Les délais de construction exagérément optimistes fixés pour la construction des réacteurs nucléaires de troisième génération EPR à Olkiluoto (Finlande) et à Flamanville (Manche) expliquent en grande partie les retards pris par ces deux chantiers.
L'EPR de Flamanville démarrera en 2014, avec deux ans de retard, a annoncé vendredi EDF. Celui d'Olkiluoto, mené par le groupe nucléaire Areva, accuse lui près de quatre ans de retard.
Si ces délais devaient se confirmer, les deux prototypes seraient donc construits en sept à huit ans.

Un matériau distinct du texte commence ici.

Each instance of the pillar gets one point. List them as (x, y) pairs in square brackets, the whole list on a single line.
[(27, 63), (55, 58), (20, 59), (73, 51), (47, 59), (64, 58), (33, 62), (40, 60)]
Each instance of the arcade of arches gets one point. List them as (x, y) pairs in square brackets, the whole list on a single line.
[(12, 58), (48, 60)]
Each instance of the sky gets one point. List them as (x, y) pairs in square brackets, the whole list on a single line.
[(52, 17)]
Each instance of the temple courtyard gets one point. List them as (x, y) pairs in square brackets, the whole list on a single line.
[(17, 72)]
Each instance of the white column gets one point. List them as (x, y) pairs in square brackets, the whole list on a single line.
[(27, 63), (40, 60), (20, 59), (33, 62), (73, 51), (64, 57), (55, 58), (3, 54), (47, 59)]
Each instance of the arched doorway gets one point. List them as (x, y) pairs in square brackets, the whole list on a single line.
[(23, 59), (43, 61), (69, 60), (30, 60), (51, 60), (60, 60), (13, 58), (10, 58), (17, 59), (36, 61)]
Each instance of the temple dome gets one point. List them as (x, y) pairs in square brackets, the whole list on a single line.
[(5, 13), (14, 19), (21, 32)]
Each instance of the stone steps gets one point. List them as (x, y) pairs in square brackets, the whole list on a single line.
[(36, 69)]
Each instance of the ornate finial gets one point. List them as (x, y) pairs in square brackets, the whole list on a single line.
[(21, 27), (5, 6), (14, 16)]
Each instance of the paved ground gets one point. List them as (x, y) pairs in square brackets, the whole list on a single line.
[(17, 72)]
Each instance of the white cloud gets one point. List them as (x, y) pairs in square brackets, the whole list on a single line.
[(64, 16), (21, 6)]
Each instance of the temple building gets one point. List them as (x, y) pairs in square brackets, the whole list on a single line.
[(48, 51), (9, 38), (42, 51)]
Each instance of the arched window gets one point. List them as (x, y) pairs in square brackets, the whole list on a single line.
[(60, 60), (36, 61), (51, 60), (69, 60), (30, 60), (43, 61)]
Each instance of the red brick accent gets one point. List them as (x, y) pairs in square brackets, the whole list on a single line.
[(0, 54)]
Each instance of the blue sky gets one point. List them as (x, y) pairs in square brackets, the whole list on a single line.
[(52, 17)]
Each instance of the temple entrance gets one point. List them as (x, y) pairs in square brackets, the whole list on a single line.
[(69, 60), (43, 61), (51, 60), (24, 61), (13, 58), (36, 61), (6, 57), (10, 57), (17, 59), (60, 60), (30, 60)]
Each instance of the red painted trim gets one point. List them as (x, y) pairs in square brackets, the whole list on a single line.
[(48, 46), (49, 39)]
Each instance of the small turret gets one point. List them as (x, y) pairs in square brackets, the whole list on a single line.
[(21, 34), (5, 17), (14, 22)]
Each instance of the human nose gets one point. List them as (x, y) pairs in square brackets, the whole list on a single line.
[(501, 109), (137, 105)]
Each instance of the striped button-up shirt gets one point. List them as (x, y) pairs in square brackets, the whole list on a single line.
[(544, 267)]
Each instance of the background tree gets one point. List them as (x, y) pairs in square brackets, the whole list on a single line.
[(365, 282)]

Or, il a fallu en moyenne six ans et onze mois pour construire les 59 réacteurs nucléaires français (y compris Phénix arrêté fin 2009) entre les années 1970 et 1990.
Il s'est même écoulé treize ans et dix mois entre le lancement du chantier et la mise en service industrielle des quatre derniers modèles, de type N4 (précurseurs de l'EPR), construits à Chooz (Ardennes) et Civaux (Vienne), selon un rapport parlementaire publié en 2003 par les députés Claude Birraux (UMP) et Christian Bataille (PS).
Loin de prendre en compte ces précédents historiques, Areva et EDF ont fixé des délais très ambitieux pour la construction de leur dernier modèle de réacteur, qui présente pourtant de multiples innovations par rapport à ses prédécesseurs.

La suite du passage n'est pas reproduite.